Um trabalho de pesquisadores da Rede Simex – criada por ONGs, entre as quais o Imaflora e o Imazon – concluiu que o manejo florestal tem grande potencial para produzir transformações socioambientais positivas na Amazônia e que há uma grande sinergia com a bioeconomia, dentro de um cenário de aumento da demanda mundial por madeira tropical de origem legal. Segundo eles, seja em áreas privadas, concessões em áreas públicas ou em áreas comunitárias, é preciso que haja integração dos negócios da bioeconomia com a cadeia produtiva madeireira.

P E qual a importância e resgatar essa história para as futuras gerações, especialmente as mulheres cientistas?

R Clara Pandolfo lutou muito para conseguir realizar seus objetivos pessoais e profissionais. Enfrentou, desde os anos 1930, diversas barreiras impostas às mulheres e que perduram até hoje, mas conseguiu deixar um relevante legado de vida pública. Nesse sentido, é um ponto de prova que serve para motivar e inspirar novas gerações de estudantes na busca pelo conhecimento, especialmente aquelas que desejam seguir o caminho da ciência.

P Às vésperas da COP 30, como o livro “Clara Pandolfo, uma cientista da Amazônia” pode iluminar os debates sobre as mudanças climáticas?
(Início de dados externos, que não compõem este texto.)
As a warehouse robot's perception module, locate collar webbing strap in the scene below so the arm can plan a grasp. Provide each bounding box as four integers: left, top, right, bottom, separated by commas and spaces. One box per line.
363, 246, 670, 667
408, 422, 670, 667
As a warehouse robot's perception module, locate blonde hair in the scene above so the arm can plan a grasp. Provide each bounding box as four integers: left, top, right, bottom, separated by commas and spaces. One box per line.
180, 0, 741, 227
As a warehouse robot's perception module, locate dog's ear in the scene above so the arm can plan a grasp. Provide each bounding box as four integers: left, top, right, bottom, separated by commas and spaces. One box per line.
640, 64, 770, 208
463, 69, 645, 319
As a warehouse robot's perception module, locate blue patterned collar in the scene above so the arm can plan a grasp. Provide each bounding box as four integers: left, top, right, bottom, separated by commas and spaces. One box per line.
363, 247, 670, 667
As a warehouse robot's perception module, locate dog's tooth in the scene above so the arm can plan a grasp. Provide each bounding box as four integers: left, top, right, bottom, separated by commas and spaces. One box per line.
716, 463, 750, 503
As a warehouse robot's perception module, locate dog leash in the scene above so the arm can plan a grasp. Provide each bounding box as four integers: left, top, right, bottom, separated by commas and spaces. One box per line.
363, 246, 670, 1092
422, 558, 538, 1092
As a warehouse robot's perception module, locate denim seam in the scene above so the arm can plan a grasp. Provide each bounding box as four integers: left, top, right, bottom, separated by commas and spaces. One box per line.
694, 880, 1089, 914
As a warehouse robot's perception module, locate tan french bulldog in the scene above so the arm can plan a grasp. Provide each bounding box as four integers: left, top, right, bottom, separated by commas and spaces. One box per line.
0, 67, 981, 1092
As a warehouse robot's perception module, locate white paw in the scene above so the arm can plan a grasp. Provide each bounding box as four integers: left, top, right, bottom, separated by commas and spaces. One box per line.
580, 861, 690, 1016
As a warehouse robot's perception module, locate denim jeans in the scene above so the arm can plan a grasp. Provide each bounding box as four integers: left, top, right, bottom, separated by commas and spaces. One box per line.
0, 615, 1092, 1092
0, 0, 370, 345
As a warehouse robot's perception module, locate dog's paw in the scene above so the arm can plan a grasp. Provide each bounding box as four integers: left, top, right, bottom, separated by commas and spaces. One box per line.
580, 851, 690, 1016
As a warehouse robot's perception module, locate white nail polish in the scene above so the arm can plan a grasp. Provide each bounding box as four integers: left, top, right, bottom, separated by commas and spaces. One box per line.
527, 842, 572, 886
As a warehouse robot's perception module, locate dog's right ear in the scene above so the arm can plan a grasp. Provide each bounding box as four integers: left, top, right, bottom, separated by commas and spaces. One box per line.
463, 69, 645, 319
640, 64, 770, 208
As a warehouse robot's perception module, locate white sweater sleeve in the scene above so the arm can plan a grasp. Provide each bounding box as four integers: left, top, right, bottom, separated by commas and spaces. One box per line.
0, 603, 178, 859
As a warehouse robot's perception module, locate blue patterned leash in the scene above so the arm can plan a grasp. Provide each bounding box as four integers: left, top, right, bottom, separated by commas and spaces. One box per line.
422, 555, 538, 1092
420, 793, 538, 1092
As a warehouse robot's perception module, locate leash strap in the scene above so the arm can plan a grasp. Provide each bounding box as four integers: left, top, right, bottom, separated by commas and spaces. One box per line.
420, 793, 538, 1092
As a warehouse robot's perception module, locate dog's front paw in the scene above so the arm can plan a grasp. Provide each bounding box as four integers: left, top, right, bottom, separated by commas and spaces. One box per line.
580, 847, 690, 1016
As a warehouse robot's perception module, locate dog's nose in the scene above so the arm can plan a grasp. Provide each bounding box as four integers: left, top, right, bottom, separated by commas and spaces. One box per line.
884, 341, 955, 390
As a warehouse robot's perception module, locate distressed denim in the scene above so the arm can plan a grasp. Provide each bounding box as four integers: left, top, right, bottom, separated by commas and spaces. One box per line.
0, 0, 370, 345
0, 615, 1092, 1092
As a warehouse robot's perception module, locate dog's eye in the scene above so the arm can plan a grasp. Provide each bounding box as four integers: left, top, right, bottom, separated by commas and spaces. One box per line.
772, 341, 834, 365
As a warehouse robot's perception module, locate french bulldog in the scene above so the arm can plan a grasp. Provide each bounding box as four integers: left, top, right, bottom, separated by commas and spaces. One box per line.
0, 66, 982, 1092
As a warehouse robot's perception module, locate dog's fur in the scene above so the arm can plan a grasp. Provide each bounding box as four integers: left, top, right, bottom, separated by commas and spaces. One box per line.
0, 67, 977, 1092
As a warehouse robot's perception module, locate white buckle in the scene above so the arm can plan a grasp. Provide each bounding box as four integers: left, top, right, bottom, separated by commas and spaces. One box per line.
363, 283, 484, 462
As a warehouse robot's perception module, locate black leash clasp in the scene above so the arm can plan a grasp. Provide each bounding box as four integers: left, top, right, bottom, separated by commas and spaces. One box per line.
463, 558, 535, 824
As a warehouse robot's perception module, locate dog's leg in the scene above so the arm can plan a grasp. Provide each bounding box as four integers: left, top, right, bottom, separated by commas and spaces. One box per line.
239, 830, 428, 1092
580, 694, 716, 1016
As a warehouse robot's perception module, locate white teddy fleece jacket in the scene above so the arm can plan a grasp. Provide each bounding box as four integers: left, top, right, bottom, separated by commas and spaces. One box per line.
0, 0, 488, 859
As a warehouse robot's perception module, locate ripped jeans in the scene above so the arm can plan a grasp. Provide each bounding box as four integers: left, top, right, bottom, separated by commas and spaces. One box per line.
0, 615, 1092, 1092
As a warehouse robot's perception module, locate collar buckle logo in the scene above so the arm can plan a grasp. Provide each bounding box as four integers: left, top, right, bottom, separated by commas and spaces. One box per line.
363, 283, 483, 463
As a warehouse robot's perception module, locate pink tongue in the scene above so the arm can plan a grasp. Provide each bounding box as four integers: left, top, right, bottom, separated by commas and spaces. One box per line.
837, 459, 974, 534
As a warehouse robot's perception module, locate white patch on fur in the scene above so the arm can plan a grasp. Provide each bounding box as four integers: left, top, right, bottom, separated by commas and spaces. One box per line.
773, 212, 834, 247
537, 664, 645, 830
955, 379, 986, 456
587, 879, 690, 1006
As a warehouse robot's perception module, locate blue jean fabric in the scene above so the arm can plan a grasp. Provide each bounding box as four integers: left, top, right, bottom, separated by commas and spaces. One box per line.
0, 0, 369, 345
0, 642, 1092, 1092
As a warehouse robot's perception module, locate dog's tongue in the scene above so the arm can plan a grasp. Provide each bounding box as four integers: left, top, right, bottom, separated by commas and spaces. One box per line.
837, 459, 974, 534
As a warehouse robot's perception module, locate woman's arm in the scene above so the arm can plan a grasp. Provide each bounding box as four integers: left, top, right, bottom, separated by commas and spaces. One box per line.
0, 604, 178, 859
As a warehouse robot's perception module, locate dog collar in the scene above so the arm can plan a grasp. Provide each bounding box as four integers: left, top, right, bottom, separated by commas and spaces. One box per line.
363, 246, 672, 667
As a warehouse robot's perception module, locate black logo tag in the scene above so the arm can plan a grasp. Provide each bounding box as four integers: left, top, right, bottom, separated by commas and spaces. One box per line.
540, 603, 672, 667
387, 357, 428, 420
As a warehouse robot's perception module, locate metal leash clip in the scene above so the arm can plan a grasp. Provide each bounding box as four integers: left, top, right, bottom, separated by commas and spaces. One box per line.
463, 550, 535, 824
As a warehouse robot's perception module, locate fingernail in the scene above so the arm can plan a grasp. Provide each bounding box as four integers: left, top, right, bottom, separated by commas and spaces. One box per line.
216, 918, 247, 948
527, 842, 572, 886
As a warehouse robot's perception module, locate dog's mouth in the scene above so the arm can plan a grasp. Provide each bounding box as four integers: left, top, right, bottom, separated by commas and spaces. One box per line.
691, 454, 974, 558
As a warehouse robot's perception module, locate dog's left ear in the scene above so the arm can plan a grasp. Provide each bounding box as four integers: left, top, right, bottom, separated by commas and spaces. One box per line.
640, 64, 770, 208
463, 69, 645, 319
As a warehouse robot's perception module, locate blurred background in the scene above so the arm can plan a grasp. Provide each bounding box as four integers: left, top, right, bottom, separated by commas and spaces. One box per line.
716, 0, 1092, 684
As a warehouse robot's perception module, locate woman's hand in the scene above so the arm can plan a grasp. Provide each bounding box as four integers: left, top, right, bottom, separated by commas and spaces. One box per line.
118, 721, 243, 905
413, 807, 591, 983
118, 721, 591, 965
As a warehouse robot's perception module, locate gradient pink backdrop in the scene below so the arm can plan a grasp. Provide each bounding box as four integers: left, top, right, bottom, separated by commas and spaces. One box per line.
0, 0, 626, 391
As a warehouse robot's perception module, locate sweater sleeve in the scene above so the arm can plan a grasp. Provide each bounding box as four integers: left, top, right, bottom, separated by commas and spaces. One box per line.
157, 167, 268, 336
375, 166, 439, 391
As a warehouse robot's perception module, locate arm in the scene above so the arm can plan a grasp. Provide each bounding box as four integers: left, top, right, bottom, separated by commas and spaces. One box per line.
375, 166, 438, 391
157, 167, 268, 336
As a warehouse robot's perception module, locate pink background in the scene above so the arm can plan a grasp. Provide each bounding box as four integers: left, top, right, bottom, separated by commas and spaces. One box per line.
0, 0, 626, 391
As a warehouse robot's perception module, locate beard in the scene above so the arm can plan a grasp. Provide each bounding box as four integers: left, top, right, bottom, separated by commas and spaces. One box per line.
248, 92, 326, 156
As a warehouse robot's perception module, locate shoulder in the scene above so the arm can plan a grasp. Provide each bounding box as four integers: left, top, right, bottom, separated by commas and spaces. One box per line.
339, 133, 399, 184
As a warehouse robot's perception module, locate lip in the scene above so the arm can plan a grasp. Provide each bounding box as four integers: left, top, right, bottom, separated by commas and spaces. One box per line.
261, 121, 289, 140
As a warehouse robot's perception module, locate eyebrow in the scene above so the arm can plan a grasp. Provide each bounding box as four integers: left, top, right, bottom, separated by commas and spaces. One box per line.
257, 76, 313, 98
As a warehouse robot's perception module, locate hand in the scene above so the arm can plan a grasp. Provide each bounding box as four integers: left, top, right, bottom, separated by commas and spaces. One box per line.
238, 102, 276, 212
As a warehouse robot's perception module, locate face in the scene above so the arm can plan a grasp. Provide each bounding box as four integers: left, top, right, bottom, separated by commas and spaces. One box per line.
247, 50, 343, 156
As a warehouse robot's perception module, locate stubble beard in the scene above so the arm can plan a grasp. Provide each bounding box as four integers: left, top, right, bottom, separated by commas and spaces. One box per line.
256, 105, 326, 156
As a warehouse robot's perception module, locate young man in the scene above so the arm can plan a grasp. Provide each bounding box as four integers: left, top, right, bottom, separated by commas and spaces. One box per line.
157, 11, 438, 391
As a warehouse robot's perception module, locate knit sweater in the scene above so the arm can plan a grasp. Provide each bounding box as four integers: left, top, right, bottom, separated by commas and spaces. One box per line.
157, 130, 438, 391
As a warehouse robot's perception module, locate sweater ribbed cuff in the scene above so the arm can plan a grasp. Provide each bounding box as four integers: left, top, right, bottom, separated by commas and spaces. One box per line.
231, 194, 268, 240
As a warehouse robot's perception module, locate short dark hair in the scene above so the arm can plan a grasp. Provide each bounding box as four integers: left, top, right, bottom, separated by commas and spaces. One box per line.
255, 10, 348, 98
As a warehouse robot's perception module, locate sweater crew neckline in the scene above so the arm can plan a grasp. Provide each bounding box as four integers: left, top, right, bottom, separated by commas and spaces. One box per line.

R As ideias defendidas por Clara, ainda nos anos 1970, mostram que o caminho para o desenvolvimento sustentável está aberto, mas é preciso pavimentá-lo para seguir adiante. É possível ter uma Amazônia mais equânime socialmente, uma Amazônia onde o modo de vida de sua população tão heterogênea – sejam ribeirinhos, indígenas ou moradores das periferias urbanas da região – possa ser compreendido, respeitado e que todos tenham a chance de se desenvolver plenamente. E para isso não precisamos cortar uma árvore a mais. Clara olhava a Amazônia pela ótica do desenvolvimento de sua gente em harmonia com a floresta. Isso antes mesmo de falarmos do conceito de sustentabilidade.